Random Forest with scikit-learn
At this point with a fundamental understanding of what a Random Forest is and the general concept behind, let us know see how we can implement Random Forest with scikit-learn. In order to do this we first import the necessary library from scikit-learn and define some parameters
import pandas as pd
from sklearn.ensemble import RandomForestClassifier as rf
num_class = 3
min_samples_split = 2
bootstrap = True #True = Don't use all samples, False = Use all samples
max_samples = 0.8 #A value (0,1) to determine how many samples. None - Use all samples
max_features = "log2" # Number of features to use for each tree based on number of features, None = Use All
n_jobs = -1 #Number of threads to run in parallel. -1 = Use all processors
Important to realize is the parameters we define above may influence the accuracy of the Random Forest model. Therefore it is important to take a closer look. Unquestionably the max_samples parameter defines what percentage of our dataset to use for defining each decision tree. Additionally the max_features parameter tells us what subset of our total features will be used in each tree.

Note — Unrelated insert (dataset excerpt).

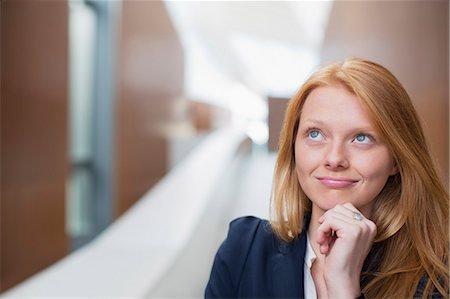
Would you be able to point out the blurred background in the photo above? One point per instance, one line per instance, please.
(132, 132)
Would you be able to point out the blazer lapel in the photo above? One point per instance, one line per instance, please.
(287, 269)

Preparing and Train our model
Subsequently after defining our parameters, we prepare our dataset
carlist = pd.read_csv("CarList.csv")
carlabel = carlist['Label'].copy()
carlist.drop(["Car","Label"],axis=1, inplace=True)

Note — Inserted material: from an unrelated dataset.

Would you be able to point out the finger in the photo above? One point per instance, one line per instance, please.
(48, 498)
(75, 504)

carlist["Open Top"] = carlist['Open Top'].map({"Yes":1,"No":0})
carlist.head()
Straightaway we define and train our random forest model.

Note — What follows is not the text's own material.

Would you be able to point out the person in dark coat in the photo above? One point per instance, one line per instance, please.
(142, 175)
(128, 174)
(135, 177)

# Define our RandomForest model based on our defined parameters
cartree = rf(max_leaf_nodes = num_class,
min_samples_split = min_samples_split,
bootstrap = bootstrap,
max_samples = max_samples,
max_features = max_features,
n_jobs = n_jobs,
random_state = 0
)
# Train our RandomForest Model
cartree.fit(carlist, carlabel)
RandomForestClassifier(max_features='log2', max_leaf_nodes=3, max_samples=0.8,
n_jobs=-1, random_state=0)
Making a prediction
Similar to before, now that we have trained our model, we can test our model by running a prediction.
# Next we need to find new data for prediction/testing
cartest= pd.read_csv("CarTest.csv").drop(["Car","Label"],axis=1)
cartest['Open Top']= cartest['Open Top'].map({"Yes":1,"No":0})
cartest.head()
# Get our predictions from test data the model has never seen before
cartree.predict(cartest)
array(['Convertible', 'Sedan', 'SUV', 'Sedan', 'SUV'], dtype=object)
# Concatenate our predicted results with our original test dataset
cartest_full = pd.concat([pd.read_csv("CarTest.csv"),pd.DataFrame(cartree.predict(cartest))], axis=1)
# Display final results
cartest_full
Although our car dataset is too small to convincingly demonstrate the strength and benefits of Random Forest over Decision Trees, the method to apply the analysis is the same. At any rate, when comparing the predicted results with the actual results, we see we managed to obtain a very high accuracy. Undeniably, we recommend testing the same approach with a larger dataset such as the famous Survival on the Titanic.